私としては、けっしてコンクールで入賞することが目的とは思っていません。それはあくまでも結果であって、受賞は通過点にすぎません。目的は少しでも生徒が上達し、ひととしてステップアップしていくこと。そのためのよい機会、と捉えています。最初にも述べましたが、音楽との関り合いの中で、生徒たちがひとりの人間としても成長してくれれば、という広い視野と深い思いで、いつも音楽と向き合っていますから。もちろん希望はかなえてあげたいと思いますので、受賞を目標としたレベルでの指導に引き上げてゆくことになりますが、入賞そのものが目的ではありません。ですからいい結果を出したとしても、「喜んで有頂天になってもいいのはその日だけ!」ということを生徒にも言います。次の日からは気持ちを切り換えてまた練習よ、と。もちろん自分自身の演奏の際にも、それは律しています。

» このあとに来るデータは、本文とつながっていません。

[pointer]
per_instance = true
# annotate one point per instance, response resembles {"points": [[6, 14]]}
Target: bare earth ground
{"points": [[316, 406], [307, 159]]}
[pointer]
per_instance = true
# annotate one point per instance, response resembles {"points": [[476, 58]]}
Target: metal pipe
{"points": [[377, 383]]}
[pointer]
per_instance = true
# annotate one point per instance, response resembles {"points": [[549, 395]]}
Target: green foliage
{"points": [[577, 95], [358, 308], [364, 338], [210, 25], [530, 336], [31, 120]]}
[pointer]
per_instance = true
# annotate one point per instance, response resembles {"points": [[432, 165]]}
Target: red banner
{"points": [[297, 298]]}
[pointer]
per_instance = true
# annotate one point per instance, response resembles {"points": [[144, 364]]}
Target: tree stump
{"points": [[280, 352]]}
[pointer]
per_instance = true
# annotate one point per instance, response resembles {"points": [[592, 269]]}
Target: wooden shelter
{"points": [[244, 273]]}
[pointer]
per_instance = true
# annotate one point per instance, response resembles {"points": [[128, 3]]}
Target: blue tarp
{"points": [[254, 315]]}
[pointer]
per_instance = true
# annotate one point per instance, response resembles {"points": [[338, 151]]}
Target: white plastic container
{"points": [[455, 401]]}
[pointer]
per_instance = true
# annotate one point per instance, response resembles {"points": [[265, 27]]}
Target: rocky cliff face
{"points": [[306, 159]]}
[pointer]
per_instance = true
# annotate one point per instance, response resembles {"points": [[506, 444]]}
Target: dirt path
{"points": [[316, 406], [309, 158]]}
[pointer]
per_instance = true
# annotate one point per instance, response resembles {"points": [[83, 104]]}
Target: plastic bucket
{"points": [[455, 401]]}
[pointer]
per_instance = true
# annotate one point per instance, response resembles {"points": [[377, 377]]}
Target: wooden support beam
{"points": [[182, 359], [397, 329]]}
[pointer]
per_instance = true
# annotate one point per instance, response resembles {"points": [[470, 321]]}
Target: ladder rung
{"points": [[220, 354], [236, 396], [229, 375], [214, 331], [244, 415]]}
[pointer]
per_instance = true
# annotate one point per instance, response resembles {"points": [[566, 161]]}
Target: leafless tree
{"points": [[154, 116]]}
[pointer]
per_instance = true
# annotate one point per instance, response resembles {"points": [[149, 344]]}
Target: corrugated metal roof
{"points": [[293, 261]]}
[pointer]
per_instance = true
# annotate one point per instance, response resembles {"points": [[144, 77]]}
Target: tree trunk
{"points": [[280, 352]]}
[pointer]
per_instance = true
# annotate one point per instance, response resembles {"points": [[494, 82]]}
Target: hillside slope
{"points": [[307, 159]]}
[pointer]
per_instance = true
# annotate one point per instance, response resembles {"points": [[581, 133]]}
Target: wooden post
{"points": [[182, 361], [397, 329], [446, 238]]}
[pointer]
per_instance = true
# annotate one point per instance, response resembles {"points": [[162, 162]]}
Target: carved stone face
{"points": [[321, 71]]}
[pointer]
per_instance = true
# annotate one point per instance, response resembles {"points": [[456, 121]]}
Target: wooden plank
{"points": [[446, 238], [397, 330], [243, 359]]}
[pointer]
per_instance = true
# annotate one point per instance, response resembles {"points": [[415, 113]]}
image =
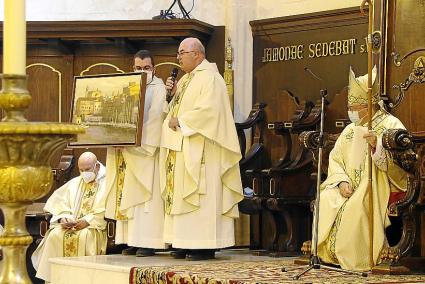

一生ピアノを弾いていきたいという覚悟のある人に教えたい
- 今後の抱負を教えていただけますか。
- 単にピアノを楽しみたい、というだけでなく、専門にピアノを勉強していきたい、また芸術に触れ、音楽を深めてゆきたい、そういう意識を持っている方を教えていきたいと思っています。私がフランスで勉強してきたことも含め、今持っているすべてのものを真剣に伝えていきたいと思っていますので、細く長くでもずっとピアノを弾いていきたい、という気もちのある方に教えたいのです。そしてそろそろ後進の育成にもかかわっていきたいですね。 また私自身としては「80歳を過ぎてもなお矍鑠とピアノを演奏していたい。」・・・そう思っています。